The flight retailer’s after-tax profit for the six months, announced on Thursday, was $22.1 million – down from $85 million a year ago.
The fall came as Flight Centre said it was yet to feel the full impact of the widening global outbreak of coronavirus.
“It is impossible to predict the virus’s impact at this time, but Flight Centre expects it will lead to subdued activity through to the end of FY20,” the company said.
Releasing its half-year results on Thursday, the company signalled its full-year results would be hit by the deadly infection, which has rocked the whole travel sector. It said it now expected its full-year profit before tax to be $240 million-$300 million, down from its previous forecast range of $310 million-$350 million.
Flight Centre will continue to monitor the effect of the virus outbreak on its corporate and leisure businesses in coming months – which are traditionally the year’s peak booking periods.
It is the latest travel-related company to reveal it has been hit by the fallout from COVID-19. Earlier this month, Flight Centre rival Webjet also posted a first-half profit after writing off $44 million following the collapse of British travel group Thomas Cook in September.
On Wednesday, Virgin Australia said it would slash flights and axe some domestic and international routes as the escalating effects continued to hit its bottom line.
Qantas said last week it would cut capacity by 7 per cent, including slashing flights to Asia.

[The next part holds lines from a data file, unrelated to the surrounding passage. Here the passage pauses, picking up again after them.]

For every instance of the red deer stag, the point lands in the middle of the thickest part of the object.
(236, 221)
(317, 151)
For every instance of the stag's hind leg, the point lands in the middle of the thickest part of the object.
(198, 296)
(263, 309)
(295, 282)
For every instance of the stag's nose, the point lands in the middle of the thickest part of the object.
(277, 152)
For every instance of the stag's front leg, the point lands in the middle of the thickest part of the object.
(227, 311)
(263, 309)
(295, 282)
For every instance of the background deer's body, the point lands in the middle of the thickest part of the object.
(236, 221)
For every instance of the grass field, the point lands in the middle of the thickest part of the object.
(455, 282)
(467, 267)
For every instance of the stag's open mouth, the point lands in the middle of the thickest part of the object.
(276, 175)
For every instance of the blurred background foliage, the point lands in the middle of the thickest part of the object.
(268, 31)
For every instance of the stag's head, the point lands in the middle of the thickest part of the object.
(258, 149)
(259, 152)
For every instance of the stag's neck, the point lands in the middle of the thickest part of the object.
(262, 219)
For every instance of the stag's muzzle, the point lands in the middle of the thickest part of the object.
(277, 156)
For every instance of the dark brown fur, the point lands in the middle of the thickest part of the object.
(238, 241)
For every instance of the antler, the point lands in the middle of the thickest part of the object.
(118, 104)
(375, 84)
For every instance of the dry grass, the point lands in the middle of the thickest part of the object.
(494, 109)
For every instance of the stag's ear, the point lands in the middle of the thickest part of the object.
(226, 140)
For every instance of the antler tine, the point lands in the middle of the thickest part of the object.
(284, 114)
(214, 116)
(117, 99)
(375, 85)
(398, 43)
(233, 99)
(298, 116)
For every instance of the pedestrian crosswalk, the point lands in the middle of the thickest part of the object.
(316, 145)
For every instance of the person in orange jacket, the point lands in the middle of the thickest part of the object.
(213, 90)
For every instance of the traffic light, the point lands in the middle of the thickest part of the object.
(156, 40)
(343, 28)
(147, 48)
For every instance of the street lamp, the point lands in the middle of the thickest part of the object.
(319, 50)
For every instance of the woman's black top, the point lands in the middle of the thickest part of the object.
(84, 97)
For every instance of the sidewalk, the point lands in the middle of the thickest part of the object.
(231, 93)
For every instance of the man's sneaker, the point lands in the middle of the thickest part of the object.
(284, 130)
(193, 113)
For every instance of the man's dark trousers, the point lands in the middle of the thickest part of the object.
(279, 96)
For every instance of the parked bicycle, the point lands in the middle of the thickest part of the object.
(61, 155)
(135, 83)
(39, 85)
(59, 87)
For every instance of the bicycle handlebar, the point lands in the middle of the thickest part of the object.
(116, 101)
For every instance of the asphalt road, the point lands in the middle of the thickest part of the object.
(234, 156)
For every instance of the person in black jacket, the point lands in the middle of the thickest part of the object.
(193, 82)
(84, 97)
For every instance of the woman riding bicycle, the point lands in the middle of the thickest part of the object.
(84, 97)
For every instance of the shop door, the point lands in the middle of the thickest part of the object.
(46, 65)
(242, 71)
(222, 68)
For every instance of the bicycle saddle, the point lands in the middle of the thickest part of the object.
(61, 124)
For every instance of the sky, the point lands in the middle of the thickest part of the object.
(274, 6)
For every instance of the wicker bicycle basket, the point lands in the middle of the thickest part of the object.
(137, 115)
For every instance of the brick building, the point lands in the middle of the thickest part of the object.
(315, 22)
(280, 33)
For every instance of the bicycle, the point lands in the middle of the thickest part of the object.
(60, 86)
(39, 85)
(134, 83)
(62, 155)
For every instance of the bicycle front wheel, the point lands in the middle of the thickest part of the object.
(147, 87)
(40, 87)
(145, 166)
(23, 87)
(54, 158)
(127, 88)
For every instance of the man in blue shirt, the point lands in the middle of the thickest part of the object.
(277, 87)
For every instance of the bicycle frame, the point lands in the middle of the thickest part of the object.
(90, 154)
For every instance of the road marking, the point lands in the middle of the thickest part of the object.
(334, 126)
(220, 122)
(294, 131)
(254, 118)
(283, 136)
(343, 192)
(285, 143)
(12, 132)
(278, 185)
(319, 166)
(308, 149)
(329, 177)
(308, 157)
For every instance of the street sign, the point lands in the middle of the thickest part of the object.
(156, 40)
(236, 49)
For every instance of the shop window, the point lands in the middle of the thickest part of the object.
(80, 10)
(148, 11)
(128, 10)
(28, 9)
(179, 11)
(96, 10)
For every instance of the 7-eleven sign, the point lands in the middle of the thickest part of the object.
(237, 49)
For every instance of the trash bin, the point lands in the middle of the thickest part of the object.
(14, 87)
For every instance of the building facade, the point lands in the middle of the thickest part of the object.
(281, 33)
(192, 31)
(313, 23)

Chief executive Alan Joyce urged staff to used some of their “considerable” leave balances to help the company through its difficult period.
Also on Thursday, Air New Zealand joined its Australian counterparts, announcing it would slash capacity to Asia.
The Kiwi airline, which posted a 33 per cent net drop in profit for the six months to December 31, 2019, said it would cut its Asian capacity by 17 per cent until June.
On Thursday, Flight Centre said its Chinese and Singapore corporate business – which together generate about 2.5 per cent of its total transaction value – had been significantly affected by the shutdown of travel to and from China.
Its other corporate businesses had also been significantly affected, particularly in the past three weeks, as companies worldwide amended travel policies to prevent employees from travelling to China and other major business travel hubs.
Flight Centre said leisure travel patterns were also being increasingly affected. Some customers were reviewing short-term holiday plans and monitoring the virus’s possible spread outside China and other parts of Asia.
“It is impossible to predict the virus’s impact at this time, but Flight Centre expects it will lead to subdued activity through to the end of FY20,” the firm said.